Cela implique un autre concept, celui de la Reconnaissance idéologique. C'est-à-dire la compréhension du message que nous lance la catégorisation idéologique, l'évidence idéologique. Cela consiste en ce que Althusser appelle Rituels de reconnaissance idéologique. Par exemple celui qui se plie à genoux, les yeux fermés, chapelet en main (rituels idéologiques religieuse); le fait de serrer la main de quelqu'un (rituels idéologiques de la vie quotidienne). Cette reconnaissance n'a rien de scientifique mais la puissance de l'idéologie qui impose à l'individu tel ou tel comportement le fait sujet de ce qu'elle est. Dès lors X fait ci ou ça en tant que sujet de telle idéologie. Ce qui nous ramène au cas de figure de l'interpellation du sujet par l'idéologie : "Qui ici est chrétien?/Hey Paul!/hey élève !"  ou "le fait d'aller à l'église (c'est répondre à l'appel de l'idéologie de l'église  qui dit qu'il faut aller à l'église); de même quand les lois d'un État nous dicte telle liberté et telle restriction, obéir amène au fait de répondre à l'appel comme l'a fait Dieutor. Répondre c'est affirmer son identité.
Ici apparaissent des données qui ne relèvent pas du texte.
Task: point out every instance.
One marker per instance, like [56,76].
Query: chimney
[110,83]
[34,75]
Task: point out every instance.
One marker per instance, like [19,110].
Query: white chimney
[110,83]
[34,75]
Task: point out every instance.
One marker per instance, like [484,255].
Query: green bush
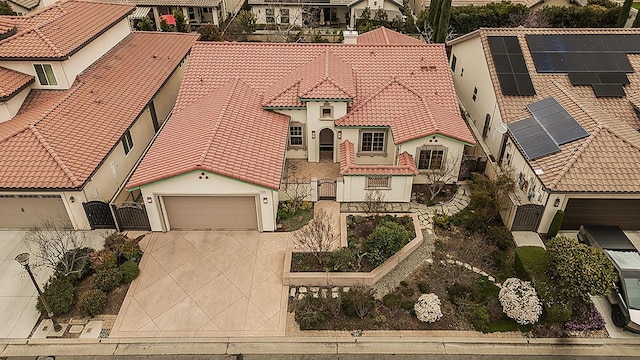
[532,264]
[80,261]
[358,301]
[92,302]
[107,279]
[310,311]
[58,293]
[385,240]
[556,223]
[130,271]
[501,237]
Hors de là on est bon pour toutes les comédies.

Quant à la question de la relation, on naît tous dans des systèmes idéologiques qui nous categorisent (régional:province ou capitale/classe: bourgeois ou non). L'enfant naît et on lui donne un prénom, un nom de famille (catégorisation idéologique familiale); s'il naît d'une famille chrétienne sa catégorisation est ainsi faite. D'où le fait qu'on est Toujours-déjà sujet. Et bien sûr le sujet peut bien se réveiller et vouloir manifester une inacceptation de sa catégorisation qui lui fait Dieutor, Campagnard, et tout pour devenir Mathurin Saint-Fort, Avocat, ou autre. Cependant le passé est le présent qu'on vit. On oublie mal.

Enfin de compte le nom devient un Sujet suprême qui nous rappelle tout le temps que c'est toi. Un schéma qui te donne des habitudes, un mode de vie. Après cela tout n'est qu'un acte monté.

Le problème identitaire
Mais une morale à tout cela, notre identité finit toujours par nous forcer à nous dire je suis Dieutor, Johanne, Andy. Notre passé, notre origine, tout ça c'est une manifestation d'un schéma qui nous définit ; nous interpelle tel un sujet pour nous dire tu as beau faire des études de droit, être le plus fort, tu seras toujours Dieutor. Tes origines te ramèneront toujours à cette ville pas à ton goût mais sans quoi tu n'es rien, sans quoi tout ce que tu as n'est qu'illusion. Anne c'est ton enfance, Gédéon ta jeunesse et l'avenir ne doit pas les oublier car toujours il faut se retourner pour dire oui, C'est moi Dieutor et si l'on aurait oublier, de trouver son Charlie, son Autre-Sujet, son idéologie en sujet: une Mort pour la sœur-mère de Nathanael, la peur de Yanick pour redevenir une ado et un Oui pour Dieutor. Trouver son Charlie pour devenir soi-même, son passé, son identité et chanter Yanvalou Pour Charlie.

Yanvalou Pour Charlie, yon lòt fason pou di: "Lakay se Lakay".